In line with increased Rap1 activation, exposure to low-magnitude CS increased the accumulation of AJ proteins VE-cadherin and p120-catenin in the cell membrane/cytoskeletal fraction, as compared with ECs exposed to 18% CS (Figure 3B, left panels). This accumulation reflects thr increased assembly of AJprotein complexes essential for EC barrier enhancement. Remarkably, 4-h EC preconditioning at 4% CS before a switch to 18% CS increased membrane/cytoskeletal levels of VE-cadherin and p120-catenin, as compared with cells exposed to 18% CS alone. Involvement of Rap1 in 4% CS-induced membrane recruitment of VE-cadherin and p120-catenin was further evaluated using the pharmacological inhibitor of Rap1 processing, GGTI-298. Increased membrane accumulation of both AJ proteins in pulmonary ECs exposed to 4–18% CS switch, as compared with EC under 18% CS, was attenuated by pretreatment with Rap1 inhibitor (Figure 3B, right panels).
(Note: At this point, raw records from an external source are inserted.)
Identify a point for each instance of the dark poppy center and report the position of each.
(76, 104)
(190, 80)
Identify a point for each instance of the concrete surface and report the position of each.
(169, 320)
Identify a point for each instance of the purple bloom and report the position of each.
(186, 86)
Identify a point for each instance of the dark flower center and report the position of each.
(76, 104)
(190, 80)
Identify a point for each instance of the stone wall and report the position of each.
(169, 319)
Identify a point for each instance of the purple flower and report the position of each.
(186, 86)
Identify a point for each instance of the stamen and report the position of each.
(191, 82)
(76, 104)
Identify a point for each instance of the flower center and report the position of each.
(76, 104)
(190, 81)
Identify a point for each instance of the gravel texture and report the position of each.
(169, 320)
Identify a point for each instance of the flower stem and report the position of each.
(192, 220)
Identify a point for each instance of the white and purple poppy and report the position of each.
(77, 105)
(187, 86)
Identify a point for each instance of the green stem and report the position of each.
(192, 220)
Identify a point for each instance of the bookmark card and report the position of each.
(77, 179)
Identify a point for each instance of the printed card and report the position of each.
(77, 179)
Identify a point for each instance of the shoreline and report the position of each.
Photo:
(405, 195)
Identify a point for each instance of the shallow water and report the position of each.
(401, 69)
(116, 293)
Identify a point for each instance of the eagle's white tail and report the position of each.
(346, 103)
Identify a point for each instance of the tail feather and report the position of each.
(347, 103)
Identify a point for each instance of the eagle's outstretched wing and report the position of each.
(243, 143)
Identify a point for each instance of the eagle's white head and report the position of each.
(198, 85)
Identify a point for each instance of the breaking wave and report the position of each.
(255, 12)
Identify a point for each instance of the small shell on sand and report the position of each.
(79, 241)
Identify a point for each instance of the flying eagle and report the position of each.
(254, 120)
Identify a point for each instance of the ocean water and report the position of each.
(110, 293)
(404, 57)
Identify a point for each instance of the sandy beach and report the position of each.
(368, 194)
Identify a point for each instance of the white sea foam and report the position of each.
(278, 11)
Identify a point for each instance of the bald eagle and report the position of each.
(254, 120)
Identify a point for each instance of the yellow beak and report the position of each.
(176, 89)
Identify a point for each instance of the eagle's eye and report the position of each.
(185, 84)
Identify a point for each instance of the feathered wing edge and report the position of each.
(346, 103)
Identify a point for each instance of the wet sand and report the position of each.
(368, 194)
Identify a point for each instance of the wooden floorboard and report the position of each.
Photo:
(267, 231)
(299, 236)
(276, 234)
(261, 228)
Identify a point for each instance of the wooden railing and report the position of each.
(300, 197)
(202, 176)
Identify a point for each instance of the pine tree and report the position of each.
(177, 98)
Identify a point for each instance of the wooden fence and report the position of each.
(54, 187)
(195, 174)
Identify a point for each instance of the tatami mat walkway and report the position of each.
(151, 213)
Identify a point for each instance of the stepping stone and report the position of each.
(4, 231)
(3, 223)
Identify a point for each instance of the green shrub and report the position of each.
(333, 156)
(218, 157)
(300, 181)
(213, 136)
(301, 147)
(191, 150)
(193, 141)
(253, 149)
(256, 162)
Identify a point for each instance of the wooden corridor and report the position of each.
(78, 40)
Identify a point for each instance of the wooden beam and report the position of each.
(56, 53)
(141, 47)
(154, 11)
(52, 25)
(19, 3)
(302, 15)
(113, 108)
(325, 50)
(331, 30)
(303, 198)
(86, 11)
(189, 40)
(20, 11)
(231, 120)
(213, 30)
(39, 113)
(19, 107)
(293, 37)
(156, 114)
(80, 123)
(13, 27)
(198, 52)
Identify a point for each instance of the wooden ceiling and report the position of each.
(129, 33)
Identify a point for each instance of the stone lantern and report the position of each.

The effects of CS patterns on VE-cadherin surface expression were evaluated using a surface protein biotinylation assay as described in the Materials and Methods section. After in situ biotinylation of cell surface proteins in CS-stimulated cells, the level of biotinylated VE-cadherin was assessed by Western blot. We observed higher levels of biotinylated VE-cadherin in ECs subjected to 4–18% CS switch (Figure 3C). This effect was abolished in ECs pretreated with Rap1 inhibitor (Figure 3C, right panels). Molecular inhibition of Rap1 using small interfering RNA (siRNA)-induced knockdown showed similar results. Rap1 knockdown dramatically reduced the pool of biotinylated VE-cadherin in ECs exposed to 4% CS and in ECs exposed to 4% CS or to 4–18% CS switch (Figure 3D).

The results of p120-catenin VE-cadherin coimmunoprecipitation assays using p120-catenin antibody as bait were consistent with VE-cadherin surface biotinylation data and showed an increased p120-catenin–VE-cadherin association in ECs exposed to 4% CS or 4–18% CS patterns (Figure 3E, left panels). These effects were abolished by the EC pretreatment with Rap1 inhibitor (Figure 3E, right panels). Taken together, these findings are consistent with differential effects of high- and low-magnitude CS on EC monolayer barrier function.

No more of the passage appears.